O’Dwyer has lived the Kerry way, coaching with Legion in Killarney, and observed how they clear the obstructions holding back nascent talent. He knows, too, that the development squad system in Cork is playing catch-up but he believes Cork has learned from its neighbours and is ironing out the creases, one by one.

“The involvement of the schools and the standard of coaching down in Kerry, it’s something every county should aspire to. The football coaching education... there’s nothing beats playing football, learning how to kick with both feet, coaching good habits. A lot of work down there is in terms of coaching the educators. We are working on getting that right in Cork.

Have we got it right? We have a bit of work to do yet. The intention is there, there are a lot of very genuine people in Cork football that want to get it right.

And part of that is changing the perception of the development programme in Cork.

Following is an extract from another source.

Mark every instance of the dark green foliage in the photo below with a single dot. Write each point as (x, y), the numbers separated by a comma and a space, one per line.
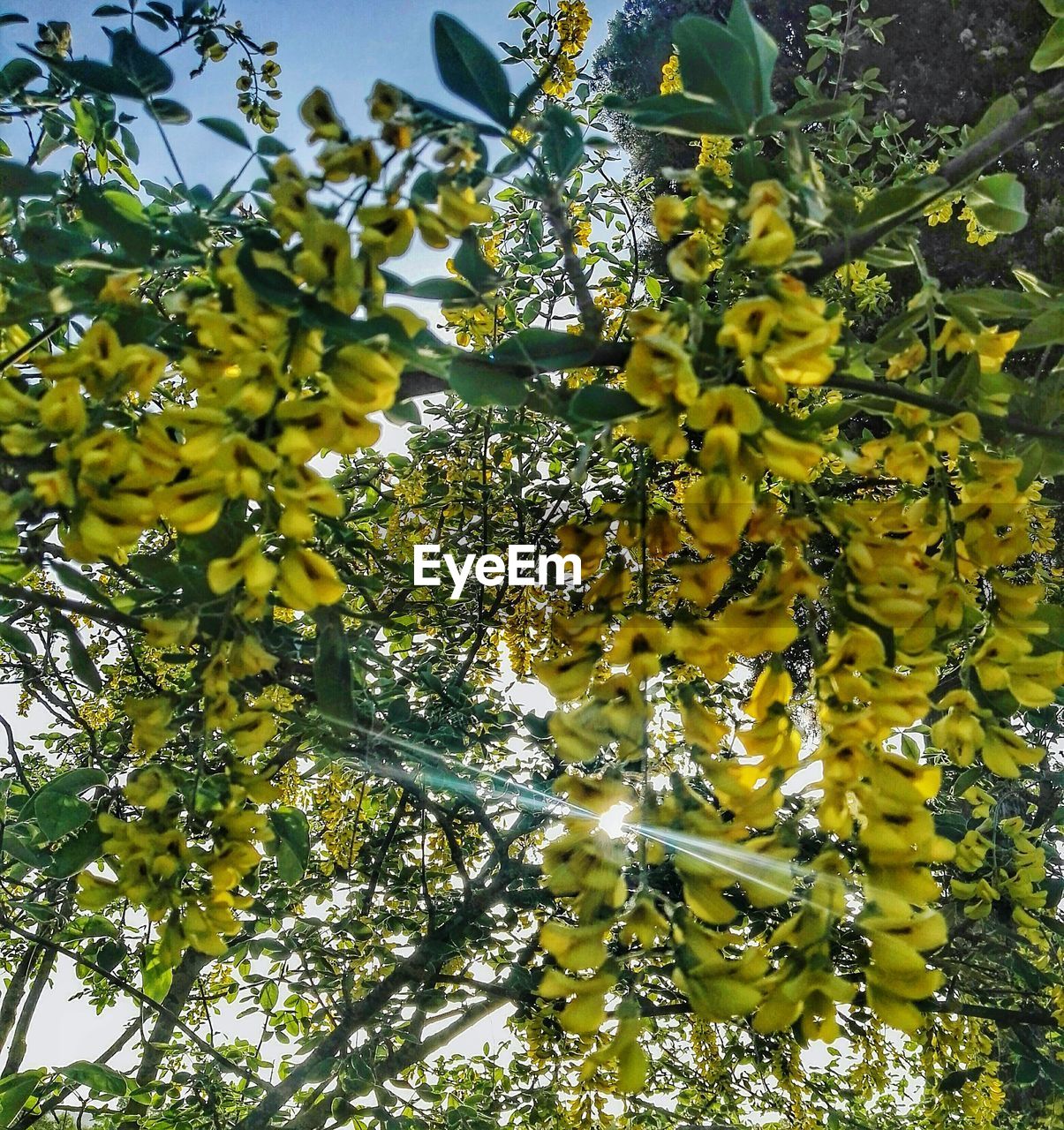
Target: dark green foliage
(939, 63)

“I met a man the day after we lost in Tralee by a point last year. He said ‘I blame the development squads’. I don’t agree with that. There’s a lot of good work being done, but our work on the PR side, the communication, and the relationship between the clubs and the development squad system needs to improve.”

What O’Dwyer is too nice to say is that while Kerry appears to set differences aside for the greater good, turf wars have been a persistent problem in Cork. Clubs believe that development squads hog their players, whereas the inter-county coaching network insists it isn’t getting enough time with the young talents to hone their skills.

The truth is about halfway between.

“What is the right age to bring them in (to these squads)? I don’t have the answer but the reality of the development squads is you have the lads for about two days a month. Everyone says they are training five or six days a week — they do not. It’s very difficult to develop a player when you have him for an hour and a half once or twice a month.

“Therein lies the challenge,” says O’Dwyer. “If you can marry the skillset in development squads with benefits of playing club matches, the rising tide lifts all boats.” Clearly issues remain. Ten days out from tomorrow’s Munster final, up to eight of the Cork minor squad were playing Non-Exam League games with their clubs. Hardly ideal.

“I spoke to someone recently involved in the Dublin development squad programme. He measured success by whether 80% of the players were still playing club football in 10 years’ time. The reality of any minor team is that two or three that will come through to senior level.

“There is no doubt the talent is there in Cork,” O’Dwyer says. “How you develop it?

It’s a little bit more complex than saying we have 250 clubs, surely there’s one player out of every club we can develop? We have 26 clubs and 24 schools in our panel of 30-plus players. Clubs want them on non-training nights for Cork to play games. It’s a major challenge, to get that relationship right between club and county.

The regime change at the head of Cork GAA will help, O’Dwyer believes. New CEO Kevin O’Donovan has progressive ideas, and isn’t afraid to look elsewhere for best practice solutions.

None of which will put the ball between the uprights tomorrow at Pairc Ui Chaoimh (4.30pm throw in). Kerry are aiming for a seventh straight Munster title on the back of five successive All-Irelands. They’ve seen the cut of Cork’s jib in May, blowing them away 3-19 to 1-9 once roused by the concession of a Cork equalising goal just after half-time.

Cork will be better tomorrow though. And better again with football guaranteed into the depth of the summer.